= AKM Faruque Ahmed Talukder =

Bangladeshi engineer and politician

Abdul Kalam Mohammad Faruque Ahmed Talukder (Note: আব্দুল কালাম মোহাম্মদ ফারুক আহমেদ তালুকদার) is a Bangladeshi engineer, industrialist, philanthropist and politician who serves as the chairman of the Delta Group of Industries. He is a member of the National Executive Committee of the Bangladesh Nationalist Party.

== Career ==
=== Business ===
Kalam founded The Delta Group of Industries in 1998 and serves as its chairman. He is a member of Bangladesh Knitwear Manufacturers and Exporters Association, Bangladesh Garment Manufacturers and Exporters Association, Bangladesh Textile Mills Association, Bangladesh Garments Accessories & Packaging Manufacturers & Exporters Association.

Kalam founded the Engineer Faruk Talukder Mohila College in 1996. It is the only women's college in Bauphal Upazila.

=== Politics ===
Kalam joined the Bangladesh Nationalist Party and served as the President of Bauphal Upazila Bangladesh Nationalist Party. He also served as the Senior Vice President of Patuakhali District Bangladesh Nationalist Party. He contested the 2008 Bangladeshi general elections from Patuakhali-2 as a candidate of the Bangladesh Nationalist Party but lost to his rival A. S. M. Feroz by 40,000+ votes. Kalam was seeking nomination in Patuakhali-2 from the Bangladesh Nationalist Party for the 2026 Bangladeshi general election and held public rallies where he requested leaders, workers, and supporters of the Bangladesh Nationalist Party to work to implement the 31 Point Plan announced by Bangladesh Nationalist Party Chairman & Prime Minister Tarique Rahman.Supporters of Kalam and other nomination seekers have led various protest marches and rallies demanding the cancellation of Shahidul Alam Talukder's nomination.

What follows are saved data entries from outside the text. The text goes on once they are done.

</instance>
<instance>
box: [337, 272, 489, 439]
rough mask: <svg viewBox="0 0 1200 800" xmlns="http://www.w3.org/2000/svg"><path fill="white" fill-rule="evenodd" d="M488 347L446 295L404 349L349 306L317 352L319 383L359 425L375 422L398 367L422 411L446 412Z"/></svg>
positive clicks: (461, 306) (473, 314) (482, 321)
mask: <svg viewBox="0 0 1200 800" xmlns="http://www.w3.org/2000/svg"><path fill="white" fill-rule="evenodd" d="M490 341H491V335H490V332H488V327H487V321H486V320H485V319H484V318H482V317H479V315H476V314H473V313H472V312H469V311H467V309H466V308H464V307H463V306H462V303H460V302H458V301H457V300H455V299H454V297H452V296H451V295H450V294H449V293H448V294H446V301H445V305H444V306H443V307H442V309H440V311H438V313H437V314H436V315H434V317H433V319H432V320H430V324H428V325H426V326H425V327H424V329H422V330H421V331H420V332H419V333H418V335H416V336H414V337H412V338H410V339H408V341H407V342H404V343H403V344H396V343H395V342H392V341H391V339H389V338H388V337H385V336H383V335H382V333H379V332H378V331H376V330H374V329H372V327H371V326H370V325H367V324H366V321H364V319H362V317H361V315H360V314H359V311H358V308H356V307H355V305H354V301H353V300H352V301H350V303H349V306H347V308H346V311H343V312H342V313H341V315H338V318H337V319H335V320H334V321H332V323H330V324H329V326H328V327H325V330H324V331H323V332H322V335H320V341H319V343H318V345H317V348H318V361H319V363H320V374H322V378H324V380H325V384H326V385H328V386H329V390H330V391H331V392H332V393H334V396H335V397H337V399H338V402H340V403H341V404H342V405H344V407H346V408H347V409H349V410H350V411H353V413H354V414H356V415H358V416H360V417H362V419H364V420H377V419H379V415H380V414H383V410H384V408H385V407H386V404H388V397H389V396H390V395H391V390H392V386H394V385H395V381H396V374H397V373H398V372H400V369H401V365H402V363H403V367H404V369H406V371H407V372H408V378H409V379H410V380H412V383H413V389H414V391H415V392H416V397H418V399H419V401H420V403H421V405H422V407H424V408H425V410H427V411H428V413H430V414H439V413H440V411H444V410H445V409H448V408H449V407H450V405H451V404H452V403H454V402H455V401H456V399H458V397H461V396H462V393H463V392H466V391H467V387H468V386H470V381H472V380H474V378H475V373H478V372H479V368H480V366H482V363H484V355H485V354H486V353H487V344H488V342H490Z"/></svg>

== Allegations of corruption ==
On July 21, 2019 the Anti-Corruption Commission (Bangladesh) received allegations that Kalam had embezzled and smuggled more than 22,500,000,000 Bangladeshi taka abroad. The complaints also stated that the same properties were mortgaged multiple times against the loan and that even 50% of the loan could not be recovered by selling the properties.

On August 17, 2025, the Anti-Corruption Commission filed a case against Kalam, his Wife, Managing Director of the Delta Group of Industries and 13 others over alleged corruption and money laundering. According to the case documents those accused borrowed 589,000,000 Bangladeshi taka from Southeast Bank through nine bank accounts of the group. The total loan including interest and other charges was 1,593,500,000 Bangladeshi taka of which 910,000,000 Bangladeshi taka was paid but 682,700,000 Bangladeshi taka was allegedly embezzled. The Director General of the Anti-Corruption Commission said that 13 Officials of Southeast Bank committed irregularities in sanctioning and distributing the loan, he added that the bank authorities approved the loan proposal and released the money without fulfilling the terms and conditions and defying the banking rules and regulations. The Anti-Corruption Commission filed the case against the accused under sections 406, 409 and 109 of the Bangladesh Penal Code of 1960 and section 5(2) of the Corruption Prevention Act-1947.

== Electoral history ==

| Year | Constituency | Party | Votes | % | Result |
|---|---|---|---|---|---|
| 2008 | Patuakhali-2 | Bangladesh Nationalist Party | 58,258 | 32.50 | Lost |

== Personal life ==
Kalam is married to Ferdous Ara Begum.